Jumat 29 Mar 2024 13:53 WIB

Perjanjian Ekstradisi Buronan Antara RI dan Singapura Bersifat Progresif

Perjanjian RI-Singapura memuat 31 tindak pidana yang pelakunya dapat diekstradisi.

Rep: Antara/ Red: Erik Purnama Putra
Presiden Joko Widodo (kedua kanan) dan Perdana Menteri Singapura Lee Hsien Loong (kedua kiri) menyaksikan Menteri Hukum dan HAM Yasonna Laoly (kanan) dan Menteri Dalam Negeri Singapura K Shanmugam bertukar dokumen perjanjian ekstradisi di The Sanchaya Resort Bintan, Kabupaten Bintan, Kepulauan Riau, Selasa (25/1/2022).
Foto: Setpres/Antara
Presiden Joko Widodo (kedua kanan) dan Perdana Menteri Singapura Lee Hsien Loong (kedua kiri) menyaksikan Menteri Hukum dan HAM Yasonna Laoly (kanan) dan Menteri Dalam Negeri Singapura K Shanmugam bertukar dokumen perjanjian ekstradisi di The Sanchaya Resort Bintan, Kabupaten Bintan, Kepulauan Riau, Selasa (25/1/2022).

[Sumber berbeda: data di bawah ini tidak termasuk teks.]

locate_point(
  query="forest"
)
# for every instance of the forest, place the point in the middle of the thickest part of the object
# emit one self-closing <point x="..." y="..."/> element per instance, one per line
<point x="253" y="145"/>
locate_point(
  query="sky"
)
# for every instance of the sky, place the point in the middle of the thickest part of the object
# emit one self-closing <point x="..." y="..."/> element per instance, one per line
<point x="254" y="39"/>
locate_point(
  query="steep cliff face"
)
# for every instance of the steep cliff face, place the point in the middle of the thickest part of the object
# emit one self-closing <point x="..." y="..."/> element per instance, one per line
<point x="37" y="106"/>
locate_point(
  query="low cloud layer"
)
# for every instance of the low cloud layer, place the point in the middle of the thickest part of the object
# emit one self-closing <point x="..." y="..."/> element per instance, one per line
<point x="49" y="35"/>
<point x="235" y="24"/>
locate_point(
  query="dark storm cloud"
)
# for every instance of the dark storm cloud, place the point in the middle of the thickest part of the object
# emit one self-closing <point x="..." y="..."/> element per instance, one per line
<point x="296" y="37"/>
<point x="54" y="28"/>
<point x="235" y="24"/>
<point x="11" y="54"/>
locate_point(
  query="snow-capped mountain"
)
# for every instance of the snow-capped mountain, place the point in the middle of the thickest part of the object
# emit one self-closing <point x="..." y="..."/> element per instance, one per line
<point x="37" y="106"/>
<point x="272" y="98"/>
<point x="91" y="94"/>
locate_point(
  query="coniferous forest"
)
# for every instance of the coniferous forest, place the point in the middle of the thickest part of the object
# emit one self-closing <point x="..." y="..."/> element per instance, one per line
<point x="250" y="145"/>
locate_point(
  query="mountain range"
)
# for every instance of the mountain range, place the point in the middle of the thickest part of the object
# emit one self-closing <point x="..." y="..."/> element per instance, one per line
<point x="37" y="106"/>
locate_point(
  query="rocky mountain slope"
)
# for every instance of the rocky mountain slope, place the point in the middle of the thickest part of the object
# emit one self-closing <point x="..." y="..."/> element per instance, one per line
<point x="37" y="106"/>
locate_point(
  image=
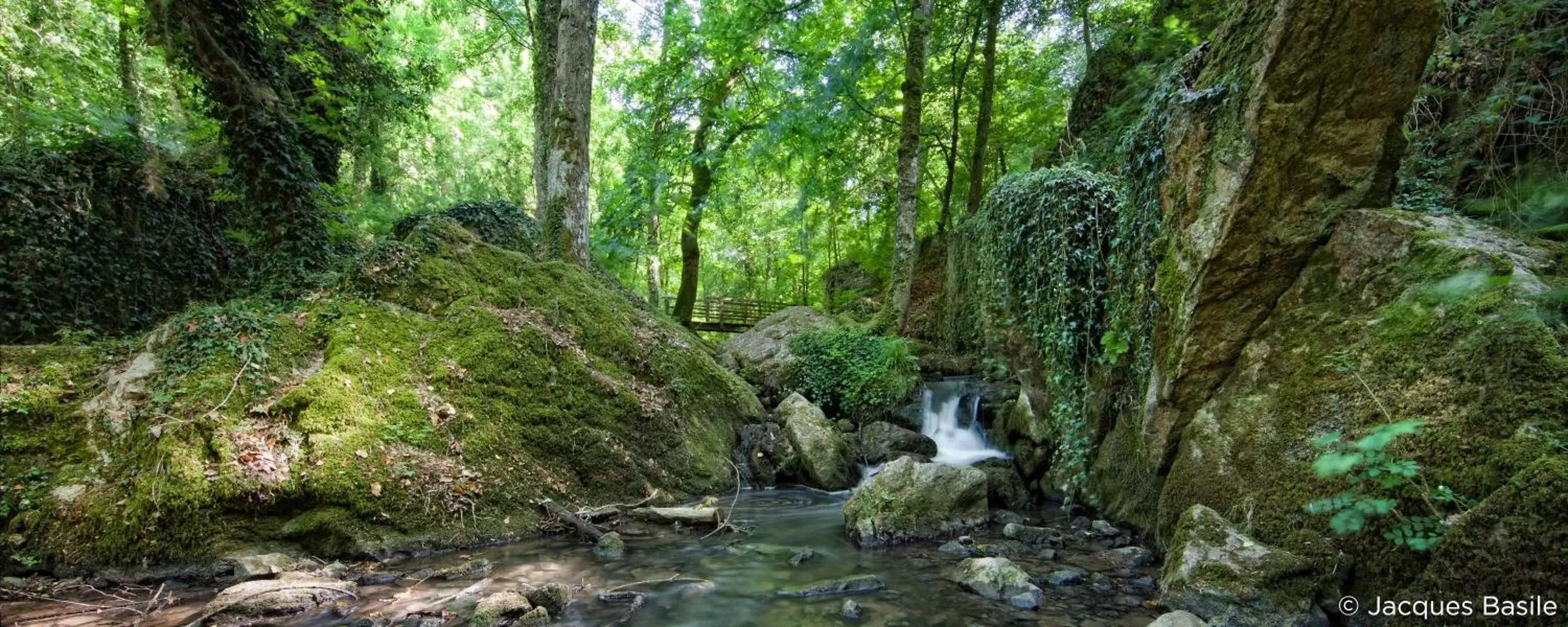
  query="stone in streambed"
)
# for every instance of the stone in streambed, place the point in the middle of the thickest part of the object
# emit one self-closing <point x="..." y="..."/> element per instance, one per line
<point x="839" y="587"/>
<point x="610" y="546"/>
<point x="850" y="610"/>
<point x="910" y="502"/>
<point x="999" y="579"/>
<point x="1178" y="618"/>
<point x="825" y="455"/>
<point x="1233" y="580"/>
<point x="880" y="439"/>
<point x="501" y="606"/>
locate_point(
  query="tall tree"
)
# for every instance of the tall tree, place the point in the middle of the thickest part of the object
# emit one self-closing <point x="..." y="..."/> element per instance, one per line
<point x="960" y="74"/>
<point x="905" y="242"/>
<point x="993" y="21"/>
<point x="546" y="27"/>
<point x="565" y="200"/>
<point x="705" y="159"/>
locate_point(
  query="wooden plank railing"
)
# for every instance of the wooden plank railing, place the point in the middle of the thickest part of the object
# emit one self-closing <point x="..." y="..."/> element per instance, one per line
<point x="727" y="314"/>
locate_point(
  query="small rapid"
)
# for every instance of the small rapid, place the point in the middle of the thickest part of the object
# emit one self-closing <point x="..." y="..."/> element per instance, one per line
<point x="954" y="424"/>
<point x="951" y="417"/>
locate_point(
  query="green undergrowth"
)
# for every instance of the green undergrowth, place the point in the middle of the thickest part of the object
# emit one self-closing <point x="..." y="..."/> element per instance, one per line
<point x="427" y="403"/>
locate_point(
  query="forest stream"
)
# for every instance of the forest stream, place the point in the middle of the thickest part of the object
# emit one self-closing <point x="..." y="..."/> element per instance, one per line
<point x="797" y="541"/>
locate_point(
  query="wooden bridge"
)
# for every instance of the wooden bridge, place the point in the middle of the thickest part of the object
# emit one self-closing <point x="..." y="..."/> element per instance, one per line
<point x="727" y="314"/>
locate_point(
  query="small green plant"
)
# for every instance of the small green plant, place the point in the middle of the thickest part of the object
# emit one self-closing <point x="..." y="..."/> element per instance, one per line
<point x="1377" y="477"/>
<point x="852" y="372"/>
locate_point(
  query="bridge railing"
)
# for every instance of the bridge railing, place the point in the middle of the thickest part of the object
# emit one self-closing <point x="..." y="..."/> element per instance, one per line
<point x="728" y="314"/>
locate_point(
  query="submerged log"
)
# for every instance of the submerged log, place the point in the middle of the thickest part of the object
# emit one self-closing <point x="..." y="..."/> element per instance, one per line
<point x="686" y="516"/>
<point x="571" y="519"/>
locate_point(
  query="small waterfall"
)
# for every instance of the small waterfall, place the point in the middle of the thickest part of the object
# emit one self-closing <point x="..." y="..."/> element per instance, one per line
<point x="951" y="424"/>
<point x="957" y="433"/>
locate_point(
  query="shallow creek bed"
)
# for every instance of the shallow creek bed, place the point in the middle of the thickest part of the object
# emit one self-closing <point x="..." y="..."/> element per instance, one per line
<point x="1092" y="576"/>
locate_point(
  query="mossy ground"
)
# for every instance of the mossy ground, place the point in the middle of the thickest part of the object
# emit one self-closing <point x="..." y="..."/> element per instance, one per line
<point x="432" y="413"/>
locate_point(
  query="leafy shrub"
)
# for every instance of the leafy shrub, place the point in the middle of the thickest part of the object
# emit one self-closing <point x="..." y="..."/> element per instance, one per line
<point x="494" y="222"/>
<point x="93" y="237"/>
<point x="850" y="372"/>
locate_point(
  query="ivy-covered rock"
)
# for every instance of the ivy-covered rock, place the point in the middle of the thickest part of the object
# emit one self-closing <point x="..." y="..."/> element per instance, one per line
<point x="825" y="457"/>
<point x="1233" y="580"/>
<point x="469" y="388"/>
<point x="763" y="353"/>
<point x="910" y="501"/>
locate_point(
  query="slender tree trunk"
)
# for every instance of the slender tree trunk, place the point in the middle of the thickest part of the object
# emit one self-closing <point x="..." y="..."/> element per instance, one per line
<point x="546" y="29"/>
<point x="993" y="21"/>
<point x="567" y="165"/>
<point x="129" y="77"/>
<point x="703" y="164"/>
<point x="1089" y="43"/>
<point x="960" y="74"/>
<point x="905" y="243"/>
<point x="653" y="261"/>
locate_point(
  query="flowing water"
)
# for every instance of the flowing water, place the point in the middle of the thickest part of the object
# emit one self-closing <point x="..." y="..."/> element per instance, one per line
<point x="734" y="579"/>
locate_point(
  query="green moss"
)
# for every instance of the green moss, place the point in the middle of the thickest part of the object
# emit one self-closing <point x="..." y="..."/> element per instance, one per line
<point x="435" y="417"/>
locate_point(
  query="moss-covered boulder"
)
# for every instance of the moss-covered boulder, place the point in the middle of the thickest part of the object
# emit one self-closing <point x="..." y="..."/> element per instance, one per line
<point x="824" y="454"/>
<point x="763" y="355"/>
<point x="1514" y="546"/>
<point x="1233" y="580"/>
<point x="910" y="501"/>
<point x="468" y="385"/>
<point x="882" y="438"/>
<point x="998" y="579"/>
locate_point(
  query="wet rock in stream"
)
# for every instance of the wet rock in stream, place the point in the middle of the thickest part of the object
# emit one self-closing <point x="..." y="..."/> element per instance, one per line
<point x="844" y="585"/>
<point x="999" y="579"/>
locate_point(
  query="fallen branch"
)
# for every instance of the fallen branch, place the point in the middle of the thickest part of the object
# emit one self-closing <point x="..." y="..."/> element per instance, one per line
<point x="676" y="577"/>
<point x="614" y="508"/>
<point x="686" y="516"/>
<point x="725" y="524"/>
<point x="571" y="519"/>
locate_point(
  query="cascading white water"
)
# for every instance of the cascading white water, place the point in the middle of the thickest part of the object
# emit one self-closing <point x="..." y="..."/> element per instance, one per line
<point x="943" y="419"/>
<point x="957" y="433"/>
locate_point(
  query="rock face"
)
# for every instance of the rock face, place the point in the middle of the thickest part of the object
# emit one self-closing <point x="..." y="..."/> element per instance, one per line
<point x="764" y="454"/>
<point x="825" y="457"/>
<point x="1231" y="580"/>
<point x="763" y="355"/>
<point x="882" y="438"/>
<point x="1514" y="546"/>
<point x="910" y="501"/>
<point x="999" y="579"/>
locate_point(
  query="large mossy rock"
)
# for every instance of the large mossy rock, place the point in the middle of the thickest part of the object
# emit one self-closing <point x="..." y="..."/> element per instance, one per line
<point x="880" y="439"/>
<point x="469" y="385"/>
<point x="824" y="454"/>
<point x="910" y="501"/>
<point x="1233" y="580"/>
<point x="763" y="355"/>
<point x="1514" y="546"/>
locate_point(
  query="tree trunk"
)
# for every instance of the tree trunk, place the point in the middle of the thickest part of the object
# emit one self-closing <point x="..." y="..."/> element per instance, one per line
<point x="545" y="27"/>
<point x="1089" y="43"/>
<point x="129" y="77"/>
<point x="993" y="19"/>
<point x="567" y="164"/>
<point x="653" y="261"/>
<point x="960" y="74"/>
<point x="905" y="245"/>
<point x="703" y="164"/>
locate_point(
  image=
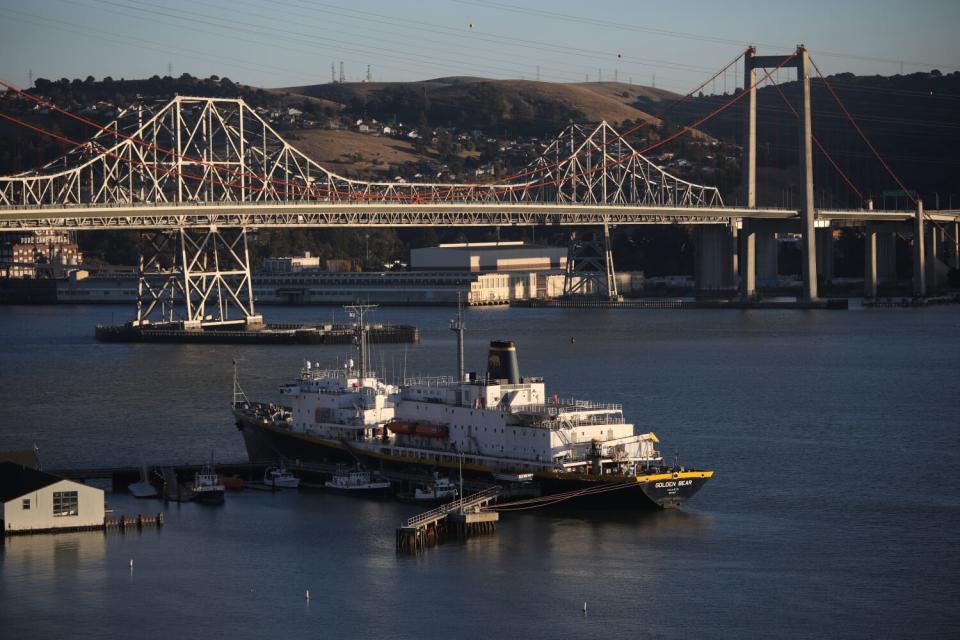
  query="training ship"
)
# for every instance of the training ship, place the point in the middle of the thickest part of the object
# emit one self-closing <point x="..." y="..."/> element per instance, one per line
<point x="497" y="426"/>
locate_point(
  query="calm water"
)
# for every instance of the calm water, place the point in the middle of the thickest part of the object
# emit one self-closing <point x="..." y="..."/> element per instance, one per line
<point x="835" y="510"/>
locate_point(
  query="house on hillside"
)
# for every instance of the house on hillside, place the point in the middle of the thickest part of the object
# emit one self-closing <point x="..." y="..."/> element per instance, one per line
<point x="37" y="502"/>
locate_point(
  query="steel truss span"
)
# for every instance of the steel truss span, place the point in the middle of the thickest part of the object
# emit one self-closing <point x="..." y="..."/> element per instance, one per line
<point x="196" y="151"/>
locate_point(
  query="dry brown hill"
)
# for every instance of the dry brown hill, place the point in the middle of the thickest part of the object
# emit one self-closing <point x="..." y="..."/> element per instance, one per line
<point x="610" y="101"/>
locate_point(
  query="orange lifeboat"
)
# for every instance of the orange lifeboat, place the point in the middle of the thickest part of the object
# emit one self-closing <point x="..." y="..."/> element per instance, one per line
<point x="431" y="430"/>
<point x="400" y="427"/>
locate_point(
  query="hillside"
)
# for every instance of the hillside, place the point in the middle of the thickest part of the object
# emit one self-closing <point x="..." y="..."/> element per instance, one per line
<point x="520" y="106"/>
<point x="913" y="120"/>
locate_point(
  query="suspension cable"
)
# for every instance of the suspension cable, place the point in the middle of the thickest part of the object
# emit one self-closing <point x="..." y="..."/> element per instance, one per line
<point x="817" y="142"/>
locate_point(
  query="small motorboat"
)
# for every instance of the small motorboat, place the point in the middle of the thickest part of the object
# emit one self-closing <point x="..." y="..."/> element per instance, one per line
<point x="207" y="487"/>
<point x="441" y="489"/>
<point x="280" y="478"/>
<point x="356" y="481"/>
<point x="144" y="488"/>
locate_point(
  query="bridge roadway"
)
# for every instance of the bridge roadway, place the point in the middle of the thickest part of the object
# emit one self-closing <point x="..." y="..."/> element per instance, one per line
<point x="320" y="214"/>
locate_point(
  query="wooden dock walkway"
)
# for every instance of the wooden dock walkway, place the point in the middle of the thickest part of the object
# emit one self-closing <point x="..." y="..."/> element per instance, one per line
<point x="466" y="514"/>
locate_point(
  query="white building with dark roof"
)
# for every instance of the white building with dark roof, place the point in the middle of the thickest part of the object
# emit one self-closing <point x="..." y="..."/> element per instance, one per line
<point x="35" y="502"/>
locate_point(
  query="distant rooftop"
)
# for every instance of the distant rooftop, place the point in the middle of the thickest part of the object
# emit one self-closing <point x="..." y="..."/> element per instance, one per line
<point x="481" y="245"/>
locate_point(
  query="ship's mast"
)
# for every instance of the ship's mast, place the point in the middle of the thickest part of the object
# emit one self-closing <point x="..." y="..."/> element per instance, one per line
<point x="457" y="326"/>
<point x="357" y="311"/>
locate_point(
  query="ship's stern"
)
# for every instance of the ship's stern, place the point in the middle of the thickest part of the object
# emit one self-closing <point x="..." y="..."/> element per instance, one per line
<point x="670" y="490"/>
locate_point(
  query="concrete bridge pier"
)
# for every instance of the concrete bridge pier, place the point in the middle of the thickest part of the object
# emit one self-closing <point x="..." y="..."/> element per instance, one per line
<point x="716" y="257"/>
<point x="919" y="254"/>
<point x="825" y="254"/>
<point x="939" y="254"/>
<point x="870" y="274"/>
<point x="747" y="260"/>
<point x="953" y="244"/>
<point x="768" y="258"/>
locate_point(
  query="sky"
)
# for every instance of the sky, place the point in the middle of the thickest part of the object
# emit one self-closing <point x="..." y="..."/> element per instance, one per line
<point x="674" y="45"/>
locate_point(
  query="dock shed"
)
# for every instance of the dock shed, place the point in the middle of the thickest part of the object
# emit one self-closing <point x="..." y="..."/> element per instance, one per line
<point x="37" y="502"/>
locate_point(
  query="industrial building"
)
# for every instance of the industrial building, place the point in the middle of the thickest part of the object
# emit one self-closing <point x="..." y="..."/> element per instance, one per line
<point x="37" y="502"/>
<point x="486" y="257"/>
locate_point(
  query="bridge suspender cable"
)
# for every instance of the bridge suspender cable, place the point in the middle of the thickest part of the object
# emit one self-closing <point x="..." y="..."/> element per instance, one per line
<point x="876" y="153"/>
<point x="674" y="136"/>
<point x="451" y="190"/>
<point x="817" y="142"/>
<point x="856" y="126"/>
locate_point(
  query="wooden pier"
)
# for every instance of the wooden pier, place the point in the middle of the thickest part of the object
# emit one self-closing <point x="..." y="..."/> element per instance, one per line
<point x="128" y="523"/>
<point x="466" y="516"/>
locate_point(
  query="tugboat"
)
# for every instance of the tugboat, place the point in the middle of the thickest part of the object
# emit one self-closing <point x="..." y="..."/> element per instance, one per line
<point x="207" y="487"/>
<point x="280" y="478"/>
<point x="357" y="482"/>
<point x="440" y="489"/>
<point x="581" y="452"/>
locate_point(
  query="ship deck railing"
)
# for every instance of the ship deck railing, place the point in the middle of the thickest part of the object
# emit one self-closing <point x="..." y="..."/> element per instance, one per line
<point x="430" y="381"/>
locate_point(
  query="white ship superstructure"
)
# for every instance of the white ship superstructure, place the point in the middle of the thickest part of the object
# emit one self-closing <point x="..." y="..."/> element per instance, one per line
<point x="514" y="426"/>
<point x="490" y="425"/>
<point x="339" y="404"/>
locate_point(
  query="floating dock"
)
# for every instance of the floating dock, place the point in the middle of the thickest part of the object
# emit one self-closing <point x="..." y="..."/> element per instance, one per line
<point x="679" y="303"/>
<point x="330" y="334"/>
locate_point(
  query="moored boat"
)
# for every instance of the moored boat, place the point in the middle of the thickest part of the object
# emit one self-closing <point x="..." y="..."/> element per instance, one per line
<point x="499" y="425"/>
<point x="280" y="478"/>
<point x="206" y="487"/>
<point x="357" y="482"/>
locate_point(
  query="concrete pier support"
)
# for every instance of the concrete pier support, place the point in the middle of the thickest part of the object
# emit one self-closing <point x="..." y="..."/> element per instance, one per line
<point x="825" y="254"/>
<point x="768" y="262"/>
<point x="870" y="262"/>
<point x="801" y="61"/>
<point x="953" y="244"/>
<point x="919" y="254"/>
<point x="886" y="256"/>
<point x="747" y="260"/>
<point x="933" y="252"/>
<point x="715" y="267"/>
<point x="808" y="238"/>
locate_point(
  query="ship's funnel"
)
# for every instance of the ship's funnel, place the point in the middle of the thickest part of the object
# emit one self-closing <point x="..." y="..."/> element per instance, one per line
<point x="502" y="362"/>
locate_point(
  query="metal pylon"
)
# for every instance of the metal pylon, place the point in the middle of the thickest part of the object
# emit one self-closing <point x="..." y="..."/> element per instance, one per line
<point x="198" y="277"/>
<point x="590" y="266"/>
<point x="158" y="284"/>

REPUBLIKA.CO.ID, JAKARTA -- Menteri Hukum dan Hak Asasi Manusia (Menkumham), Yasonna Hamonangan Laoly mengatakan, perjanjian ekstradisi buronan antara Indonesia dan Singapura bersifat progresif karena terdiri atas pasal dan ruang lingkup yang berguna untuk masa sekarang dan masa depan.

"Perjanjian ekstradisi Indonesia-Singapura bersifat progresif, fleksibel, dan tindak kejahatan di masa sekarang dan masa depan," kata Yasonna dalam siaran pers yang dikonfirmasi di Jakarta, Jumat (29/3/2024).

Baca: Rebut dari Singapura, Layanan Udara di Kepri dan Natuna Kini Dikelola RI

Dia menjelaskan, perjanjian ekstradisi Indonesia-Singapura terdiri atas 19 pasal dengan ruang lingkup kedua negara sepakat untuk melakukan ekstradisi bagi setiap orang yang ditemukan berada di wilayah negara mana dan dicari oleh negara peminta untuk penuntutan, persidangan, dan pelaksanaan hukuman untuk tindak pidana yang dapat diekstradisi.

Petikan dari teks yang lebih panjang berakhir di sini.